2 Department of Surgery, Royal Melbourne Hospital, University of Melbourne, Victoria, Australia.
3 Jack Brockhoff Reconstructive Plastic Surgery Research Unit, Royal Melbourne Hospital and Department of Anatomy, Faculty of Medicine, Dentistry and Health Sciences, University of Melbourne, Victoria, Australia.

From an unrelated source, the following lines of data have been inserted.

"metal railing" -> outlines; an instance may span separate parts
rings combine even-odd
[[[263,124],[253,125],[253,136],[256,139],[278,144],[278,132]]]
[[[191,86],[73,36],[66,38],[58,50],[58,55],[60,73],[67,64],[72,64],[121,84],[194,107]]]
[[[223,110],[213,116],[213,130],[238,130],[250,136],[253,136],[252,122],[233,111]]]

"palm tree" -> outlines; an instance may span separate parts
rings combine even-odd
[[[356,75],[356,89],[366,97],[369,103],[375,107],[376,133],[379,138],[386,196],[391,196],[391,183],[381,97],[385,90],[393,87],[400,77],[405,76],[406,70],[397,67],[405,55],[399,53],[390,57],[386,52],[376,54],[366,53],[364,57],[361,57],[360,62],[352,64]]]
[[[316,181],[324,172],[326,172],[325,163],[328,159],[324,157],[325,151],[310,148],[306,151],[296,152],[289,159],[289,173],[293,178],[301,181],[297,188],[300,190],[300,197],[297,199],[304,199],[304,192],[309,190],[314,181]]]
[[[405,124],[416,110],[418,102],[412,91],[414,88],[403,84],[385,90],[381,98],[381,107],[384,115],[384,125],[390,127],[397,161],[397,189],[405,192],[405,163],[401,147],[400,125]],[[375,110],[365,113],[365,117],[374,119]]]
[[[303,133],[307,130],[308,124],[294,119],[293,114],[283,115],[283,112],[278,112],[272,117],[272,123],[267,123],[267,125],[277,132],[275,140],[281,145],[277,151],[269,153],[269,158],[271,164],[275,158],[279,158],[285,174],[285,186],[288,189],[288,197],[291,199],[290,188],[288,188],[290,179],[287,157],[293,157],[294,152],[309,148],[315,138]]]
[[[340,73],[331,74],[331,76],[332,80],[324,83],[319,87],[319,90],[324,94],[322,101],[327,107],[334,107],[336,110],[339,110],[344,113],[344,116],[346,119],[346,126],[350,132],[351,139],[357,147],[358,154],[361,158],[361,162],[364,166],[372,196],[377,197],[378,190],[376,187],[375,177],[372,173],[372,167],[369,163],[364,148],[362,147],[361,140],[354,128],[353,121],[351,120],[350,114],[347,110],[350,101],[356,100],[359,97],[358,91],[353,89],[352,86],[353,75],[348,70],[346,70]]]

4 Sir Peter MacCallum Department of Oncology, University of Melbourne, Parkville, Australia
Correspondence:
Steven Stacker, email:
Keywords: Cancer, Metastasis, VEGF-D, Lymphatics, Lymphangiogenesis, Angiogenesis, Prostaglandin, PGDH, COX-1, COX-2, NSAID, Aspirin
Received: August 07, 2012, Accepted: August 17, 2012, Published: August 19, 2012
Abstract
Substantial evidence supports important independent roles for lymphangiogenic growth factor signaling and prostaglandins in the metastatic spread of cancer. The significance of the lymphangiogenic growth factors, vascular endothelial growth factor (VEGF)-C and VEGF-D, is well established in animal models of metastasis, and a strong correlation exits between an increase in expression of VEGF-C and VEGF-D, and metastatic spread in various solid human cancers. Similarly, key enzymes that control the production of prostaglandins, cyclooxygenases (COX-1 and COX-2, prototypic targets of Non-steroidal anti-inflammatory drugs (NSAIDs)), are frequently over-expressed or de-regulated in the progression of cancer. Recent data have suggested an intersection of lymphangiogenic growth factor signaling and the prostaglandin pathways in the control of metastatic spread via the lymphatic vasculature. Furthermore, this correlates with current clinical data showing that some NSAIDs enhance the survival of cancer patients through reducing metastasis. Here, we discuss the potential biochemical and cellular basis for such anti-cancer effects of NSAIDs through the prostaglandin and VEGF signaling pathways.